Figure 7. The expression of LacZ can be extinguished or induced in adult Pdx1-itTA/LacZtetOhGR mice.

(A) Xgal staining on a pancreatic section of an adult Pdx1-itTA/LacZtetOhGR mouse without Dox treatment. (B) Absence of Xgal staining after 8 weeks of Dox administration (1 mg/ml) in the drinking water of an adult Pdx1-itTA/LacZtetOhGR animal. An islet is outlined. (C) Absence of Xgal staining in a 28 days-old Pdx1-itTA/LacZtetOhGR mouse treated with Dox (0.1 mg/ml) from E0. An islet is outlined. (D) Eight weeks after Dox removal, Xgal staining is observed on a pancreatic section from a Pdx1-itTA/LacZtetOhGR mouse. Note that in contrast with A, Xgal staining is observed in islet cells and not in acinar cells.
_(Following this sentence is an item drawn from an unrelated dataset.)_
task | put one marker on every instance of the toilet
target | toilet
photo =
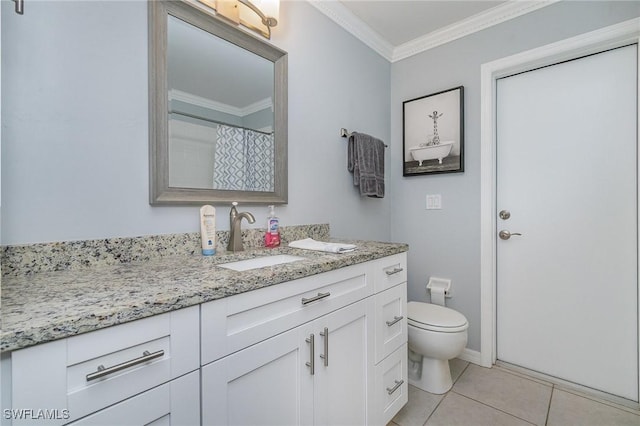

Scale bar = 50 µm.

Figure 8. Consequences of GR overexpression on beta-cell mass and glucose homeostasis in Pdx1-itTA/LacZtetOhGR or Ins1-itTA/LacZtetOhGR mice.

(A) Immunohistochemistry for the glucocorticoid receptor (GR, brown nuclear staining) on pancreatic sections from a control LacZtetOhGR, (B) a Pdx1-itTA/LacZtetOhGR mouse and (C) a Ins1-itTA/LacZtetOhGR mouse. (D) Beta-cell fraction, (E) beta-cell mass, (F) blood glucose during an intra-peritoneal glucose tolerance test and (G) corresponding Area Under the Curve (AUC) in adult Pdx1-itTA/LacZtetOhGR mice. (H) Beta-cell fraction, (I) beta-cell mass, (J) blood glucose during an intra-peritoneal glucose tolerance test and (K) corresponding Area Under the Curve (AUC) in adult Ins1-itTA/LacZtetOhGR mice. Results are expressed as means ± SD for n = 3–5 animals per group. * p<0.05 when comparing double transgenic mice (Pdx1-itTA/LacZtetOhGR or Ins1-itTA/LacZtetOhGR) to control (LacZtetOhGR) mice using a Mann-Whitney non parametric test. Scale bar = 100 µm.